Water also is an abundant renewable resource, Alford said, citing the Grand River Dam Authority as an example. The GRDA operates two hydroelectric dams: Pensacola, with a generation capacity of 120 megawatts, and Robert S. Kerr, with a generation capacity of 114 megawatts of energy.

Even though Muskogee OG&E; customers likely won’t see any wind turbines in the area, they still could be wind energy customers, Alford said. The wind power is sold in the form of renewable energy credits. Customers can purchase wind power for 25, 50 or 100 percent of their usage.

“As the price of natural gas rises, wind power becomes a natural hedge against natural gas price increases,” he said.

Don Sherry, manager of communication for Oklahoma Natural Gas, touts natural gas as the best “bridge fuel” as the state seeks renewable sources.

“It produces less particulate matter, smog or other types of pollution,” he said. “When it combusts, it does create carbon dioxide, but produces less than other sources. That’s what makes it a good bridge fuel as we transition to less dependence on fossil fuel and more on solar and wind energy.”

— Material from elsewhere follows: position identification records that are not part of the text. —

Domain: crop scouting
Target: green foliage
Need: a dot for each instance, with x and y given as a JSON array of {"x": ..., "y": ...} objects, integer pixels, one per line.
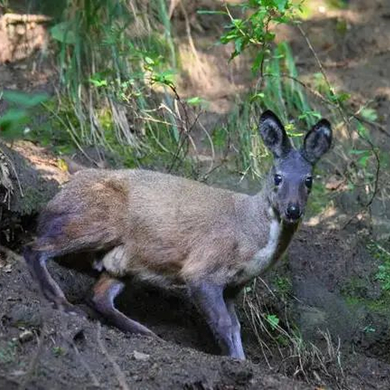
[
  {"x": 8, "y": 352},
  {"x": 252, "y": 30},
  {"x": 283, "y": 285},
  {"x": 383, "y": 274},
  {"x": 273, "y": 321},
  {"x": 355, "y": 290},
  {"x": 115, "y": 60}
]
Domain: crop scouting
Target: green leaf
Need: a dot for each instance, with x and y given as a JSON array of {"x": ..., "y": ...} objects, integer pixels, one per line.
[
  {"x": 62, "y": 32},
  {"x": 11, "y": 121},
  {"x": 207, "y": 12},
  {"x": 363, "y": 161},
  {"x": 273, "y": 320},
  {"x": 195, "y": 101},
  {"x": 24, "y": 99},
  {"x": 281, "y": 4},
  {"x": 369, "y": 113},
  {"x": 149, "y": 61}
]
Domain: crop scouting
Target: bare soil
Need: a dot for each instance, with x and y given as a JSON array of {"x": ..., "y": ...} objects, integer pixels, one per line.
[{"x": 42, "y": 348}]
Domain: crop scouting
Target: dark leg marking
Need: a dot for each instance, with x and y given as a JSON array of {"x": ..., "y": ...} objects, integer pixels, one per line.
[
  {"x": 236, "y": 329},
  {"x": 221, "y": 318},
  {"x": 36, "y": 262},
  {"x": 105, "y": 291}
]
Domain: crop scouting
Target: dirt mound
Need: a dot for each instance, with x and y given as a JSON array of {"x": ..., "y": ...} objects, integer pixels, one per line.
[{"x": 44, "y": 348}]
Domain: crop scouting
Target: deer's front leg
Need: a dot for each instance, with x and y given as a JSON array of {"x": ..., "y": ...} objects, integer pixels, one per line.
[
  {"x": 209, "y": 300},
  {"x": 236, "y": 329}
]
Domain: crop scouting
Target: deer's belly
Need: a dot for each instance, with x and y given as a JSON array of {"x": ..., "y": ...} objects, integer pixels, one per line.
[{"x": 262, "y": 259}]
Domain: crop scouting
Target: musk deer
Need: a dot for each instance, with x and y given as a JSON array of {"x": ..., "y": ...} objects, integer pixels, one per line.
[{"x": 168, "y": 229}]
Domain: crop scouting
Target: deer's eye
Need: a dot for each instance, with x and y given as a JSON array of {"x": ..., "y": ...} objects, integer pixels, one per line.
[{"x": 277, "y": 179}]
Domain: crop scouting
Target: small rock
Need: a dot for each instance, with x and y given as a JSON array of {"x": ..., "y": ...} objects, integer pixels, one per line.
[
  {"x": 141, "y": 356},
  {"x": 26, "y": 336}
]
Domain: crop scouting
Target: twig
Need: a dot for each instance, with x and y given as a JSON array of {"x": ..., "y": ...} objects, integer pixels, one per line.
[{"x": 118, "y": 372}]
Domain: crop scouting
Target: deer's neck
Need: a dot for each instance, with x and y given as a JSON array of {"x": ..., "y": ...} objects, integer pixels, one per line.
[{"x": 268, "y": 233}]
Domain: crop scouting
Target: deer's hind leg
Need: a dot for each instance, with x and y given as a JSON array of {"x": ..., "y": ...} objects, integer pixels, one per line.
[
  {"x": 104, "y": 294},
  {"x": 36, "y": 262}
]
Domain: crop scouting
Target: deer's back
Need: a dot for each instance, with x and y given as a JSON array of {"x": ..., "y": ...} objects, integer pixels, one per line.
[{"x": 162, "y": 224}]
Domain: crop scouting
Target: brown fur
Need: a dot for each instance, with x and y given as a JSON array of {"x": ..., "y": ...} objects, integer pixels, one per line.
[
  {"x": 166, "y": 229},
  {"x": 166, "y": 226}
]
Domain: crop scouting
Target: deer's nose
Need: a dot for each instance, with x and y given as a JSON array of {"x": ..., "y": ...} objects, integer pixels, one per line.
[{"x": 293, "y": 212}]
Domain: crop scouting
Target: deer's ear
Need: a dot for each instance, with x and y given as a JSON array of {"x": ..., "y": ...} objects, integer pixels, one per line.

Sherry said people tend to think a total electric home uses cleaner energy because they see the gas flames in their homes.

“But what people don't realize when people are looking at fuel from the source, natural gas creates far less emissions than electricity,” he said. “In Oklahoma, electricity comes largely through burned coal. By the time you generate the power and run it through the grid, you see more emissions with electricity.”

Alford said OG&E; also is seeking to be a cleaner source of electricity.

“We have set a goal of not adding fossil fuel generators to our system until 2020 — that would be coal or natural gas,” he said. “We use a low sulfur, cleaner-burning coal from Wyoming in our generator units. And, our generator units are among the most efficient in the country.”